Noeud:What Gperf is, Noeud « Next »:, Noeud « Previous »:Looking for Keywords, Noeud « Up »:Scanning with Gperf



What Gperf is

Gperf is a generator of small and fast recognizers for compile-time fixed sets of keywords. Unless specified differently through command line options, the result is C code consisting of a static hash table and a hash function optimized for a given set of keywords. There is no restriction on the use of its output, v.g., no license is imposed on its output.

This recognizer is typically used to discriminate reserved words from identifiers in compilers. The GNU Compiler Collection to GCC (FIXME: ref to GCC.), GCC, uses it at least for Ada, C, C++, Chill, Java, Modula 2, Modula 3, Objective C, and Pascal. GNU Indent also bases its keyword recognition on Gperf, but its uses are not limited to programming languages. For instance makeinfo, the Texinfo to Info translator, uses it to recognize its directives. Finally, it proves itself useful for handling sets of options, especially because it provides a very convenient interface --performance is less likely to matter. For instance GNU a2ps uses Gperf to read its configuration files, GNU Libiconv, the GNU character set conversion library, uses Gperf to resolve more than three hundred aliases such as 11 different names for ASCII.

A hash function is a fast function which maps any member of a k element user-specified keyword set K onto an integer range 0..n - 1. The result integer, called hash code, is then used as an index into an n element table containing the keywords, sorted according to their hash code.

A hash function is perfect if no two keywords have the same hash code, in other words if the result hash table is collision-free. This means that at runtime time cost is reduced to the minimum: examining a single string at runtime suffices. For perfect hash table, we have n >= k. A hash function is minimal when its space cost is reduced to the minimum: n = k.
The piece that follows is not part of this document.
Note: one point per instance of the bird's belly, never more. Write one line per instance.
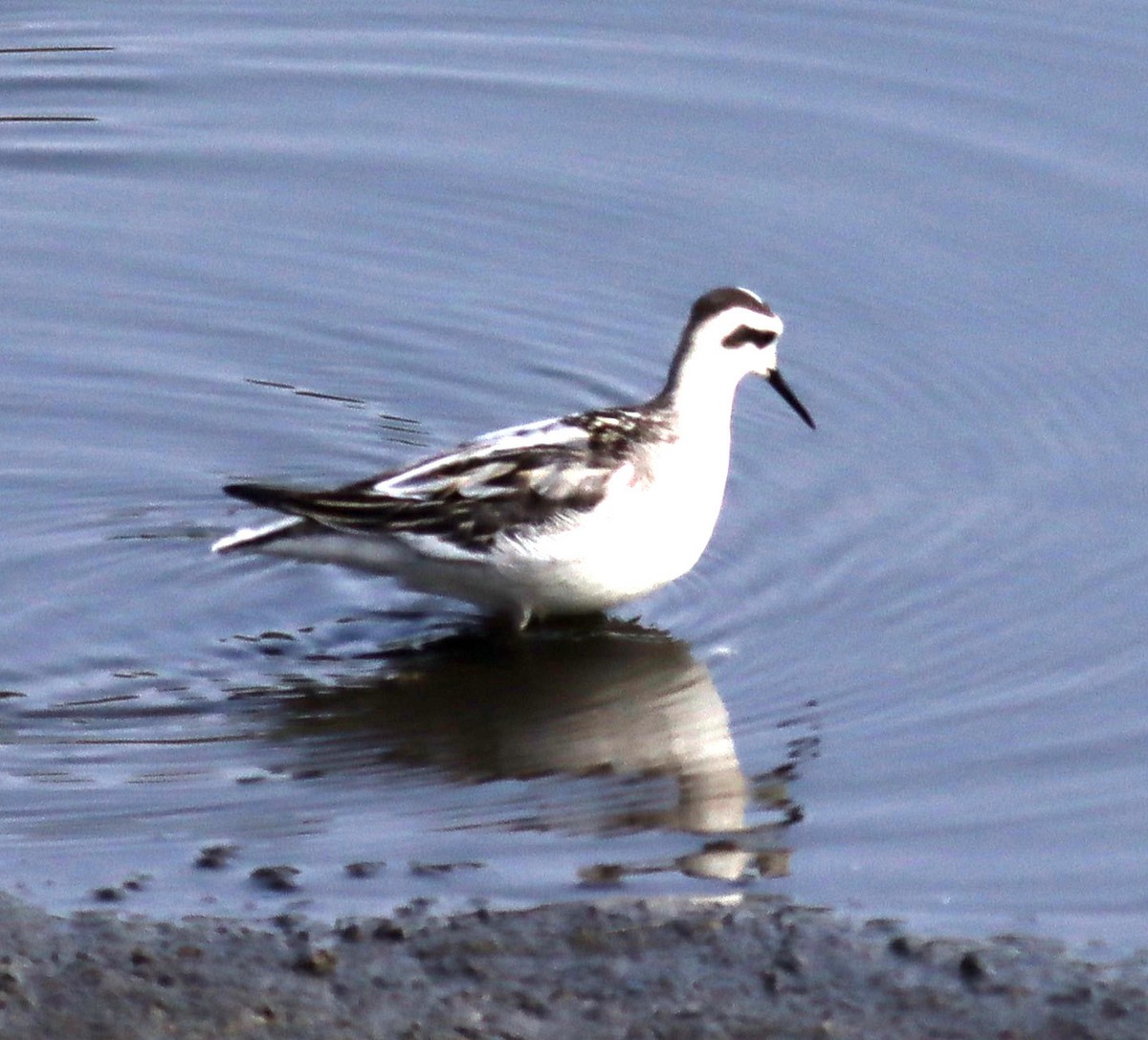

Usually time optimality is more important than space optimality, and fortunately it is easier to generate perfect hash functions than minimal perfect hash functions. Moreover, non-minimal perfect hash functions frequently execute faster than minimal ones in practice. This phenomenon occurs since searching a sparse keyword table increases the probability of locating a "null" entry, thereby reducing string comparisons. gperf's default behavior generates near-minimal perfect hash functions for keyword sets. However, gperf provides many options that permit user control over the degree of minimality and perfection.